Improving Chinese Message Search in Telegram

2025-06-24

Improving Chinese Message Search in Telegram

Conclusion

To enhance the search effectiveness of Chinese messages in Telegram, it can be achieved by manually inserting invisible delimiters or by developing a custom Tokenizer. Additionally, leveraging AI technology for semantic search can significantly improve search accuracy.

Key Points

  • Telegram Database: Telegram uses SQLite as its database.
  • Full-Text Search Mechanism: Telegram's full-text search functionality cuts strings into phrases using a Tokenizer and generates hash values, which are then compared against a hash table during search.
  • Tokenizer: The tokenizer relies on separators and delimiters to break down strings.
  • Token Definition: Content outside of separators and delimiters is considered a "token," including three types: uppercase letters (*), numbers (N), and other characters (Co).
  • CJK Character Handling: Most Chinese, Japanese, and Korean (CJK) characters, which are part of Unicode CJK, are recognized as tokens.

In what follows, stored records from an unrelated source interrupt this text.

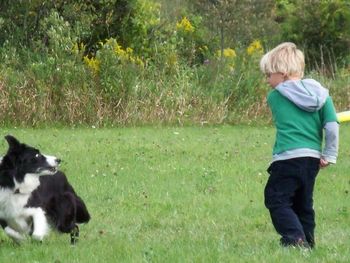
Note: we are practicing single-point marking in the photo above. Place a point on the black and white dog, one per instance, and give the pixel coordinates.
(35, 196)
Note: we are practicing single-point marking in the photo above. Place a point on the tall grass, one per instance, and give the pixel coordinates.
(180, 194)
(50, 90)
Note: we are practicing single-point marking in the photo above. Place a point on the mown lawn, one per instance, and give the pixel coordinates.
(174, 194)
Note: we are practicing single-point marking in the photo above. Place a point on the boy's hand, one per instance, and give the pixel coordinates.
(323, 163)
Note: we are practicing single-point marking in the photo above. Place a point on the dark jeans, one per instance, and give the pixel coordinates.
(289, 198)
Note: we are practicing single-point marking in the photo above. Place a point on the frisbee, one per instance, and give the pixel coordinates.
(343, 116)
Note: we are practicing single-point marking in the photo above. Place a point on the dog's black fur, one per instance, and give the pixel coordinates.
(62, 205)
(63, 208)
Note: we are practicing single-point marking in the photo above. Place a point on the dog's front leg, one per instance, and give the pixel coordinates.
(14, 235)
(40, 224)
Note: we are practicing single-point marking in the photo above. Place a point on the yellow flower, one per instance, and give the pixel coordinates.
(93, 64)
(255, 48)
(185, 25)
(227, 53)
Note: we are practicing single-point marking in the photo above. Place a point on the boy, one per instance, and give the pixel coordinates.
(301, 109)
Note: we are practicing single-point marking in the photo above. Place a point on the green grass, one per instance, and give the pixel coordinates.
(171, 194)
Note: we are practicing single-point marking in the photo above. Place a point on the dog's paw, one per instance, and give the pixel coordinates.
(14, 235)
(38, 237)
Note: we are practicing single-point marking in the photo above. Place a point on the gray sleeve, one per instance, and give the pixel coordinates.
(330, 151)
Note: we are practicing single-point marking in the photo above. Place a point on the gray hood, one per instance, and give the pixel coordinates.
(307, 94)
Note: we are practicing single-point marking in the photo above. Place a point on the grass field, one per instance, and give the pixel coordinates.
(172, 194)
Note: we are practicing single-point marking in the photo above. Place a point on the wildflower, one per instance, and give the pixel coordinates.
(227, 53)
(185, 25)
(255, 48)
(93, 64)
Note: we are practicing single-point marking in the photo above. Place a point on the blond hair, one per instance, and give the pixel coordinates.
(286, 59)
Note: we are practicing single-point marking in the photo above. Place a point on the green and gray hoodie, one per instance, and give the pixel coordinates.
(296, 135)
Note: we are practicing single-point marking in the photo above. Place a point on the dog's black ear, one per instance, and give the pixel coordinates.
(14, 144)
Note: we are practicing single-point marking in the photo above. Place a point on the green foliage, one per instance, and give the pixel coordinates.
(154, 61)
(179, 194)
(321, 27)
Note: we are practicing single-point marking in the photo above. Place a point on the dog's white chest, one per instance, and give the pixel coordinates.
(29, 184)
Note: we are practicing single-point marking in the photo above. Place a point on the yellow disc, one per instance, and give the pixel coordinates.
(343, 116)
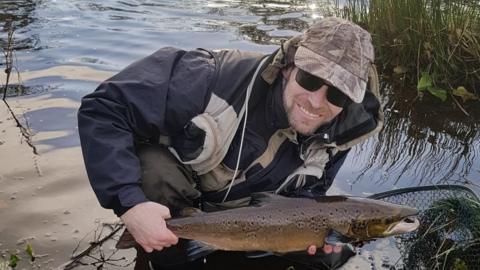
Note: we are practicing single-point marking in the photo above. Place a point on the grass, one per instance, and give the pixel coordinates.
(417, 38)
(448, 237)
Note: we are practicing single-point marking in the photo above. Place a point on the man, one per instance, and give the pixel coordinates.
(233, 123)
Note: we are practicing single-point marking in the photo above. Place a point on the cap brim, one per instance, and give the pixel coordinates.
(351, 85)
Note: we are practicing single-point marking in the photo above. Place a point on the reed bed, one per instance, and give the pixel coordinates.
(436, 42)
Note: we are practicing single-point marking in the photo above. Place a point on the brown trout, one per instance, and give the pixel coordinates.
(280, 224)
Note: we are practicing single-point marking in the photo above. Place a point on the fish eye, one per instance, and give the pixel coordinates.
(409, 220)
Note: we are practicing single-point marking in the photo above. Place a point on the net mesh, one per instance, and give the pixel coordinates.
(449, 234)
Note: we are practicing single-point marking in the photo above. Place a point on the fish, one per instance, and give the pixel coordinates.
(278, 224)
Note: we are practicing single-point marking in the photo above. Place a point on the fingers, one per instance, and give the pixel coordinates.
(146, 223)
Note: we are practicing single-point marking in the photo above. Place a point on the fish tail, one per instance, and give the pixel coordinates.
(196, 250)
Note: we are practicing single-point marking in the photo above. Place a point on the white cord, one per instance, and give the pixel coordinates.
(247, 99)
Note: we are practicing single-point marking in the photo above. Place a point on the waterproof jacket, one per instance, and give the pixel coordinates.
(194, 102)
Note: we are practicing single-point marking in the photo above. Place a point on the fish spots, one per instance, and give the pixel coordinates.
(300, 224)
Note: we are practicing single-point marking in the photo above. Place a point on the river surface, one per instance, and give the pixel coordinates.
(420, 144)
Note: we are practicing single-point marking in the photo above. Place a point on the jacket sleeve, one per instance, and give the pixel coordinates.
(156, 95)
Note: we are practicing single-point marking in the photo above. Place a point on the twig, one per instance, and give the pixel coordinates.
(460, 106)
(73, 261)
(8, 52)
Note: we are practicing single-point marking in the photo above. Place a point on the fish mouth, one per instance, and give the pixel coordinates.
(407, 224)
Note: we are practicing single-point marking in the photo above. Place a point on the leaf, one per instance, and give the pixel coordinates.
(30, 252)
(464, 94)
(425, 82)
(438, 92)
(13, 260)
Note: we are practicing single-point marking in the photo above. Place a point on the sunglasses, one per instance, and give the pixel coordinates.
(312, 83)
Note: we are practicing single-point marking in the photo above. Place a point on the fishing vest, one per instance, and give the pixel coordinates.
(213, 130)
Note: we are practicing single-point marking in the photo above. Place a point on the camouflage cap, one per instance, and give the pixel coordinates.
(338, 51)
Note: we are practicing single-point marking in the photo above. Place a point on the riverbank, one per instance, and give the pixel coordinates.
(45, 198)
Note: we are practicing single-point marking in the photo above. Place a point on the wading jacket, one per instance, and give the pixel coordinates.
(195, 102)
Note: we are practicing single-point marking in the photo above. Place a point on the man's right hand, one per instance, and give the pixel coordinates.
(146, 222)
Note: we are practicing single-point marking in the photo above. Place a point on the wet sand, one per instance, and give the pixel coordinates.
(45, 199)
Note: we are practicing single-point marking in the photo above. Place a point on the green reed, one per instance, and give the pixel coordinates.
(436, 38)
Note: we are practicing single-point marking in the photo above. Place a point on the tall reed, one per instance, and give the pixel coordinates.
(437, 37)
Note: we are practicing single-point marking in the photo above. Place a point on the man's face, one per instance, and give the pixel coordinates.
(306, 111)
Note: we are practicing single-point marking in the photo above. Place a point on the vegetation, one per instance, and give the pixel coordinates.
(448, 237)
(434, 44)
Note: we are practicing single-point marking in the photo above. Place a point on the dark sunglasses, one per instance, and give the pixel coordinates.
(312, 83)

Because there are no delimiters between Chinese characters, Telegram hashes entire strings of Chinese characters, leading to ineffective search results. This article delves into the limitations of Telegram's Chinese message search from a code perspective.

Improvement Suggestions

  1. Manually Inserting Delimiters: Manually add invisible delimiters between Chinese characters to improve search effectiveness.
  2. Custom Tokenizer: Develop a custom Tokenizer and modify the Telegram client to enhance search functionality.

AI Semantic Search

Beyond traditional search methods, the introduction of AI offers a better solution for semantic search. The project telegram-search utilizes an embedding model, which allows users to find desired content even without exact keyword matches. For example, typing "昨晚吃饭的那个人" (the person who ate last night) can retrieve "昨天晚上和我们一起吃饭的男的" (the man who ate with us last night).

By using the methods described above, the search experience for Chinese messages in Telegram can be significantly improved.